Blending Flash into the Memory Fabric of the Next Generation of High-Performance Big Data Platforms

Through its high-performance key value storage engine (Helium™) and an analytics offload engine (Xenon™) that enable big data applications to interact seamlessly with enterprise SSDs, Levyx harnesses the power of today's most advanced hardware. Its software-only solutions provide fundamental building blocks for next-generation software-defined storage infrastructure. When combined with Intel's flash memory solutions (including enterprise SSDs and flash controllers), Levyx's software is able to improve the performance and efficiency of the world's leading big data platforms, both legacy and emerging—including Apache Spark*, Memcached, RocksDB, and LevelDB, to name a few. Levyx is able to leverage the benefits of flash/NVMe* and introduce persistence into environments that require ultra-low latency and microsecond response times that were once reserved for nonpersistent system memory (i.e., MCDRAM)—a game changer to say the least.

In addition, Levyx software is NVMe enabled. Specifically, our Helium data engine talks directly to the NVMe SSDs, fully bypassing the file system and kernel buffers, enabling better performance and maximum hardware performance.

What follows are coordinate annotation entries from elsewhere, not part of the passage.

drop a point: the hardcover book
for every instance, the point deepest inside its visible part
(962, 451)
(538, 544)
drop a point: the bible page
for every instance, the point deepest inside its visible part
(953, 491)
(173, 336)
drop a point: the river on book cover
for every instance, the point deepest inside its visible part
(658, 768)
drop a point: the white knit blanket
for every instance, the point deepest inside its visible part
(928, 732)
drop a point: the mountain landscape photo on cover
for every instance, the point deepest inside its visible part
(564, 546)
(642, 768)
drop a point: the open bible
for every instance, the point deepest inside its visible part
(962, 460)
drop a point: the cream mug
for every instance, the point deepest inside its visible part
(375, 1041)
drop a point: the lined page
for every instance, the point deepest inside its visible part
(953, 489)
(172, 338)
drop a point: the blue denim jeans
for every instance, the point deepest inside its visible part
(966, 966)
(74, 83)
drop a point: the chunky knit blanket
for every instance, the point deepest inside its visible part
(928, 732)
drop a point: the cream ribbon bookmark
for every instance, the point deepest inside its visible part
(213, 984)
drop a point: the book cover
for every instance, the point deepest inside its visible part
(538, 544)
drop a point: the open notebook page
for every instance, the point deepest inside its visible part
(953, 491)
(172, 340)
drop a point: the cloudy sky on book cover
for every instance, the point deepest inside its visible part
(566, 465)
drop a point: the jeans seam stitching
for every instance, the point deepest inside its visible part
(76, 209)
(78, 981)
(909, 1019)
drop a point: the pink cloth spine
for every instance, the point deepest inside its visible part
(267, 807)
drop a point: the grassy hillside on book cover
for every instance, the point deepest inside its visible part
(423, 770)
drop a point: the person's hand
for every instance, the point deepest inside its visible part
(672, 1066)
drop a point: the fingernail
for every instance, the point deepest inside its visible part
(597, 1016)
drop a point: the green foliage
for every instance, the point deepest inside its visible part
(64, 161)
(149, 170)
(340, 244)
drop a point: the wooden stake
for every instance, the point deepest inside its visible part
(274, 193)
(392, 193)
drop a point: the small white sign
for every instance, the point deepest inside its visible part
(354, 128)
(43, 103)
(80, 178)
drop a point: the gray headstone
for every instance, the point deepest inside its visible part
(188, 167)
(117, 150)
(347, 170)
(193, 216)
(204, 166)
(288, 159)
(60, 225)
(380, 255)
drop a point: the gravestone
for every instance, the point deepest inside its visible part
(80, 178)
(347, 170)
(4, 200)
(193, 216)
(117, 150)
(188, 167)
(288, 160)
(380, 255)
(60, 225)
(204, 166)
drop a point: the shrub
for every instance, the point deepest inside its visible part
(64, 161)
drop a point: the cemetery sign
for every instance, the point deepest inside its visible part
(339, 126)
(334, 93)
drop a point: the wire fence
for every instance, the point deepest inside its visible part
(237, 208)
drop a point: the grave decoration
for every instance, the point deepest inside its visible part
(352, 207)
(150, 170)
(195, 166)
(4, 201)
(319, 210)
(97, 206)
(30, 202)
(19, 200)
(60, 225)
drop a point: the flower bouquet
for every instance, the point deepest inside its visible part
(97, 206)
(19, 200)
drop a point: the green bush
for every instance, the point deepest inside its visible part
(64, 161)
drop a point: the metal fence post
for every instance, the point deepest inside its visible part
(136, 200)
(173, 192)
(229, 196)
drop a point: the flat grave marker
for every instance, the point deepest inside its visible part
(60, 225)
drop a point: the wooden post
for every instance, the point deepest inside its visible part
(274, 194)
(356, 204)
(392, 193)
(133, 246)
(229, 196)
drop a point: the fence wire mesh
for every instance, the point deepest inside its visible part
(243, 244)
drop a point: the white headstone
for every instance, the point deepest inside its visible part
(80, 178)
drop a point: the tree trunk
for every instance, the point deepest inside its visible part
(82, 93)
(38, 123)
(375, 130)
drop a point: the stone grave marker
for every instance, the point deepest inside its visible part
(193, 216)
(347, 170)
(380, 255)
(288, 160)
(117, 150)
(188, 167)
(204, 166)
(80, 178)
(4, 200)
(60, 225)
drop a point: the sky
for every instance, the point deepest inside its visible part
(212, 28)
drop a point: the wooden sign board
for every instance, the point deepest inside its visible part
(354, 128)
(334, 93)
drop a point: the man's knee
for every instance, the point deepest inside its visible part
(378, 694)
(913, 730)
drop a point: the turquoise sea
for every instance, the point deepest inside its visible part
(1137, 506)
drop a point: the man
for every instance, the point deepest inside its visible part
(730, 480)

Helium also does flash-friendly read/write and issues low-level commands such as TRIM to once again achieve the highest throughput possible for the device. Our objective is to reduce read/write amplification and highly optimize the software I/O stack that sits between the (big data) application and the SSDs.

NVMe is an integral part of our road map. Our software works across any block device; however it is specially designed for NVMe SSDs. It has been tested with many different types of SSDs but we have also specifically characterized our software with Intel's SSD DC P3608 series to achieve extraordinary results. Also, our software has the flexibility of using emerging APIs and features (e.g., streams) that are only accessible through interfaces like NVMe for additional quality of service and latency reduction, which are essential in big data applications used for real-time processing such as Apache Spark.

Most of our use cases are replacing memory-centric applications (for example, in-memory databases or caching). Since those applications are latency sensitive, we combine our software with NVMe drives (and hopefully very soon with storage class memory), to achieve unique solutions for a wide breadth of use cases.